You’ve been given a settlement agreement.

As a legal requirement, you need to seek legal advice from an employment lawyer specialising in settlement agreements.

Is the offer in your settlement agreement fair?

Maybe you have grounds to negotiate more compensation or terms.

You are within your rights to make a counter-offer to your employer. This negotiation can be done by yourself or if your lawyer believes you have a strong case, they can negotiate on your behalf.

Negotiation preparation

A settlement agreement is going to affect your future in some way. Therefore you want to make sure you can achieve the best outcome possible.

Don’t feel the need to be quick with your answers if your boss or manager puts you on the spot.

There is no need for you to make a rash decision.

According to the guidance set out in ACAS’s Code of Practice on Settlement Agreements, an employer should give their employee at least ten days in which to accept the terms offered in their settlement agreement. This is guidance and not an employment law requirement.

The ten day period will allow the employee the time to seek legal advice and with the help of your settlement agreement advisor, decide if the offer is fair. A counter-offer can be made with the help of your employment lawyer.

Typically the legal fee contribution made by an employer may not include covering the lawyer’s negotiation services.

To maximise the chances of your counter-offer being accepted, it would be advisable to be realistic. A small increase in compensation for example may make a big difference to you but it’s best to keep your demands reasonable. 

Your lawyer will be able to guide you with this as well as advising you on your chances of your offer being successfully accepted based on their years of experience.

It’s not just the compensation payment that can be negotiated. What may seem as an advantage to you may not be a big deal for your employer.

Negotiating an agreed reference

Receiving a good and fair reference from your employer is without doubt, going to help your future in a positive way.

An employee can get creative with this and at the same time make it easier for the employer. You could, write your own reference, then have your employer read through and check it. 

As long as what you’ve written is based on truth, you’ll have an excellent reference and will reduce the burden and workload placed on the employer.

Confidentiality clause

In many cases, a settlement agreement will contain a confidentiality clause stating that the employee must keep the termination payment amount confidential. From an employer’s perspective, not keeping payments confidential may cause issues and grievances with other employees.

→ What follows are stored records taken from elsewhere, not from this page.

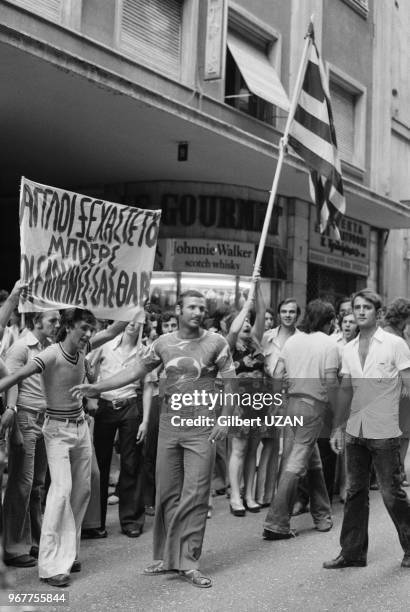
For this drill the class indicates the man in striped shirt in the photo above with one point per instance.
(67, 440)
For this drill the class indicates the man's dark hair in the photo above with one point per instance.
(167, 316)
(290, 301)
(398, 311)
(69, 317)
(342, 300)
(189, 293)
(32, 318)
(370, 296)
(318, 314)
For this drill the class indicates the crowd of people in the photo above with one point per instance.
(77, 390)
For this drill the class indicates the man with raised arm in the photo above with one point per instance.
(192, 358)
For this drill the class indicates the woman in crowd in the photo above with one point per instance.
(248, 360)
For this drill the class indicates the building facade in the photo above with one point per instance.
(180, 105)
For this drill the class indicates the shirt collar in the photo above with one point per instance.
(31, 340)
(272, 334)
(117, 342)
(378, 335)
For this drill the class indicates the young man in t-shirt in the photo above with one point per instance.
(308, 363)
(67, 440)
(192, 358)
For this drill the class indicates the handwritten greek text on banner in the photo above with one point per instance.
(83, 252)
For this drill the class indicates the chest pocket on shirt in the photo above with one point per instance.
(384, 372)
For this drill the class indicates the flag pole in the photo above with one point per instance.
(282, 152)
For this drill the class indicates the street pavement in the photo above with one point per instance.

Use the ten days effectively to really think about what’s really important for you and your future.

Settlement Agreement Counter Offer

Before going through with a counter offer, consider the reasons why an employer should accept your offer. Although the employer wishes to terminate employment as quickly and cleanly as possible, they may not wish to pay you any more compensation.

Counter-offer Strategies

There are a couple of different ways to approach your counter offer. If you feel your employer’s offer of compensation is way lower than your worth, you may receive a larger payment by going through an employment tribunal, if that’s the case then make that clear to your employer during the negotiation process.

It would be advisable to use this strategy by subtly mentioning to your employer that you are aware of this possibility. Giving your employer the ultimatum of “increase my payment or else” will likely come across as hostile.

This strategy would be more appropriate if the relationship between employee and employer has already broken down.

If the relationship between both parties is peaceful, another approach may be called for.

A softer approach may be more fitting. Perhaps the employer has already offered a payment that meets legal requirements. If you have less than two years service or the settlement agreement is being used in place of redundancy, the softer approach would be ideal.

Your employer may understand that you do not have any grounds to take this to the employment tribunal but based on your performance to date will increase your termination payment.

Settlement agreements and protected conversations

If you have not already been asked to attend a protected conversation with your employer, then you’re entitled to request one.

A protected conversation will allow you both to speak openly and freely without risk of the conversation being used against either party.

Seeking legal advice from a solicitor with settlement agreement expertise will help you to understand if you have a case for negotiation and which strategy you should take.